Ethnopharmacological relevance: Antrodia camphorata (AC) is a well known traditional Chinese medicinal mushroom in Taiwan, has been used to treat various diseases including cancer. Materials and methods: In this study, we investigated the anti-metastatic and anti-EMT properties of a fermented culture broth of AC in human colon SW480(claudin-1-) and metastatic SW620(claudin-1+) cancer cells in vitro. Results: AC down-regulates claudin-1 and inhibits the proliferation and colony-formation abilities of both SW620(claudin-1+) and SW480(claudin-1-) cells. In highly metastatic SW620(claudin-1+) cells, non-cytotoxic concentrations of AC significantly inhibited migration/invasion, accompanied by the down-regulation of MMP-2 and MMP-9 proteins. AC decreased nuclear translocation of Wnt/beta-catenin through a GSK3 beta-dependent pathway.
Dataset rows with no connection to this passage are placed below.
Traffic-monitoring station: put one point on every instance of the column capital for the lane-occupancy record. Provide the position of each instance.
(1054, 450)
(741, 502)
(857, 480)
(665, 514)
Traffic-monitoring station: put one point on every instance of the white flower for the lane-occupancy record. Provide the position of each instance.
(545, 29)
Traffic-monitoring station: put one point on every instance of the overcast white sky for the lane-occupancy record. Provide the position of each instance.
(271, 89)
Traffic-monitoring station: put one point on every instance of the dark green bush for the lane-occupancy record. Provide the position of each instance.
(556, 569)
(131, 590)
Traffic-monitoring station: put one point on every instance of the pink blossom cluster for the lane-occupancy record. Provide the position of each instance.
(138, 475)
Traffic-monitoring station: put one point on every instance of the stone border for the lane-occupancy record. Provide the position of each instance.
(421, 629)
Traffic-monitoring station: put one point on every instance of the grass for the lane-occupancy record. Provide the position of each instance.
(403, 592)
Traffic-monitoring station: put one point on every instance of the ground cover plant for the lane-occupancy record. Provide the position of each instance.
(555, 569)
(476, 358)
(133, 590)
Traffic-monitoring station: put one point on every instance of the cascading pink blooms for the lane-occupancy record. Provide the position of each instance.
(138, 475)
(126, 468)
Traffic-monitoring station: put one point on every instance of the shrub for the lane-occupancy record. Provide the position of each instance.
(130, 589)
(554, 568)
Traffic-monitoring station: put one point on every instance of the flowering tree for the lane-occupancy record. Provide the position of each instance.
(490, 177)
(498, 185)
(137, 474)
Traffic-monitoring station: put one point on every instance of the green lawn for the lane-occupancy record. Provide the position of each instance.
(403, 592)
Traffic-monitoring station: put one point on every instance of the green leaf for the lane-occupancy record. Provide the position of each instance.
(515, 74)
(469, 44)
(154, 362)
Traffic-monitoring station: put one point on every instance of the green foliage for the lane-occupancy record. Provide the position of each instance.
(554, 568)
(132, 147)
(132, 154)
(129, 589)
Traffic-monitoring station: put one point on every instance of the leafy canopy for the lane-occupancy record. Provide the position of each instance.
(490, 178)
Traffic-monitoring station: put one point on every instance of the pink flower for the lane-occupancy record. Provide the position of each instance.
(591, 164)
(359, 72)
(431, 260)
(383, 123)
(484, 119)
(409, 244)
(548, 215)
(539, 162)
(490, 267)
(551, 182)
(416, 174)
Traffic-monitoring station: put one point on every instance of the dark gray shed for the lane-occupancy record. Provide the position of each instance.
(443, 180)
AC consistently inhibited EMT by up-regulating the epithelial and downregulating the mesenchymal marker proteins. In SW480(claudin-1-) cells, AC suppressed migration/invasion potentially through the inhibition of the PI3K/AKT/NF kappa B signaling pathways without altering the expression levels of beta-catenin and GSK3 beta proteins. Conclusion: Altogether, this study demonstrates the anti-metastatic and anti-EMT activities of AC, which may contribute to the development of a chemopreventive agent for colon cancer.